OWS is an abbreviation for Overload Warning System. An overload is an "over G" condition. Just as the ONSPEED aural AOA logic is designed to act like a flight instructor and tell the pilot how hard to pull on the pole to avoid the aerodynamic (stall) limit of the flight envelope, the OWS logic performs the same function for the G limit of the airplane.
Over G warning in electronic flight information systems is nothing new. In the V3, we simply use the on-board inertial reference unit (IRU) to measure G and let the pilot know when the limit is reached. Unlike the ONSPEED logic, we decided not to use progressive warning; but simply provide a simple "G Limit" voice warning when the limit is reached. In the F-15, the OWS provided progressive warning--but it worked in a manor very similar to the AOA logic and there is such a thing as too many warning tones! Since we generally don't have a 1:1 thrust to weight ratio and don't have to hit a perfect, symmetric 9 G's in our EAB airplanes, we figured a friendly reminder to quit pulling so hard was sufficient.
Because the OWS uses the IRU, it not only knows how many G's you're pulling; but it knows whether or not the airplane is rolling. This is handy since the G limit for the airplane is less if it's rolling. This is because the G load on the wings isn't symmetric when the airplane is rolling. Most of the time, manufacturers don't specify "asymmetric" (rolling G) limits. Unfortunately, the design margin for rolling G limits generally aren't taught or well understood, unlike the margin for ultimate G limit.
Ultimate G Limit.
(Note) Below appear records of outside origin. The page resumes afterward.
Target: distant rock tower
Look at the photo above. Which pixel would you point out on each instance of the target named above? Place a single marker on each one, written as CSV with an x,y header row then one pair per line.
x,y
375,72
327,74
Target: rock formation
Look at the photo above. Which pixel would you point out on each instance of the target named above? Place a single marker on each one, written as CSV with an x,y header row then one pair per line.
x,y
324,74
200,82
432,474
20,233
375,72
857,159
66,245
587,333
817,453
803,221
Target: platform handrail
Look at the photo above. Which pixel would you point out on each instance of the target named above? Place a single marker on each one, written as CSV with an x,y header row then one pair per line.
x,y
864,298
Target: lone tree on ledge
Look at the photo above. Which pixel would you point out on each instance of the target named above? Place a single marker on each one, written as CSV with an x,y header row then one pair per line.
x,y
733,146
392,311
If you recall from pilot training, the engineers design a 50% margin into the airplane; so the wing on the 2.5G limited 777 I fly at work will fail at 3.75 G's (in static testing it actually failed at 3.76, so there definitely isn't an extra pound of margin!). You'll also recall that if you exceed the G limit, you may damage the structure, even if you don't reach the ultimate (failure) limit. And, of course, recall that metal has a memory...bend it enough times and it will break. In engineering terms, this is referred to as "fatigue failure." Exceeding G limits simply isn't good for the airplane.
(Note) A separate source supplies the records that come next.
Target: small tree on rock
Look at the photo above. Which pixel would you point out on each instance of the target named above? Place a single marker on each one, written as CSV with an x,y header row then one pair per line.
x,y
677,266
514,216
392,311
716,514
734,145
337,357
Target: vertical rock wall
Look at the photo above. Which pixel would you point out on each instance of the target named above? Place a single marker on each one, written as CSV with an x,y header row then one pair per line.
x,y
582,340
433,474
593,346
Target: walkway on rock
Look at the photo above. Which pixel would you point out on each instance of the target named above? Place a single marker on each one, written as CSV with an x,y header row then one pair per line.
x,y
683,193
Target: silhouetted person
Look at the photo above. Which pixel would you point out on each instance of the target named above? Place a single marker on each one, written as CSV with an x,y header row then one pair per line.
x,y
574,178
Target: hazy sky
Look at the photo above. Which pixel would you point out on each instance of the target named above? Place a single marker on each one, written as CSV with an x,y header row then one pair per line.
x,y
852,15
Asymmetric G Limit. Just like the 50% margin for ultimate G limit, there is a margin for asymmetric G limit. For civilian airplanes, FAR 23 specifies 33%. In other words, if the airplane is in aerobatic category and is rated to 6 G's, the asymmetric limits is 33% less, or 4G's. Now some manufacturer's get around this by building the structure to accommodate full G limits while rolling (the Extra 300, for example). These are typically purpose build aerobatic aircraft that need lots of structural strength for snap maneuvering. So, unless the pilot's handbook or designer's specifications state otherwise, it's assumed that whether specified or not, rolling G limits are 33% less than regular G limits.
Flaps Down G Limit. With flaps deployed, FAR 23 specifies a 2G limit.
The neat thing about the OWS, is all of this is transparent to the pilot. It just tells you when you are at a limit and need to quit pulling any harder. It knows if you are rolling or not, and, if equipped, knows where the flaps are. As a matter of fact, the roll rate to "trip" asymmetric logic is selectable in the the code. Fighters use roll rates in excess of 45 deg/second to signal asymmetric maneuvering limits; but I flew a lot of bent fighters that had straps riveted on to the wings because of abuse. Because of this, we selected some pretty conservative numbers to trigger asymmetric warning: I don't want to bend my RV-4. And if I can't fly a maneuver with 4G's or less, I'm probably boning it up anyway...
To program the OWS, the pilot selects the aircraft category using the WiFi interface and the software logic takes care of the rest, no matter how bad a day the stick monkey is having. We've also added a training mode with a 2.5G limit. This allows the logic to be used during upset training. 2.5G's was not an arbitrary number. First, it's obtainable in any Normal, Utility or Aerobatic category light plane, and second it mirrors FAR25 requirements for heavies, so the mode is helpful to calibrate the pilot's internal IRU (i.e., butt) if the mode is used when introducing folks to upset and unusual attitude training.
Airspeed Warning. Because there is one more side to the flight envelope, we've also included a simple airspeed warning. Again, because of my background trying to max perform the airplane all of the time, we deviated slightly from normal civilian logic. We actually provide a gentle chime when the airplane reaches Vno, or maximum structural cruising speed. This is the top of the green arc on a conventionally marked ASI. The reason for this is two-fold. First, Vno is an indicated airspeed (unlike Vne in some airplanes); and second, it is a structural limit. It's OK to fly in the yellow arc in smooth air; but it needs to be a conscious decision by the pilot to do so. Hence the chime logic, which tells the pilot that you are going as fast as you want to within limits and then gently asks, do you want to exceed the structural limit? The chime interval is pilot selectable via the WiFi interface, so for folks that don't engage in aerobatics or dog fighting, a longer interval would be appropriate (say every 5 or 10 seconds). And, like all features, it can be turned off if you like to dive down at redline as a matter of course.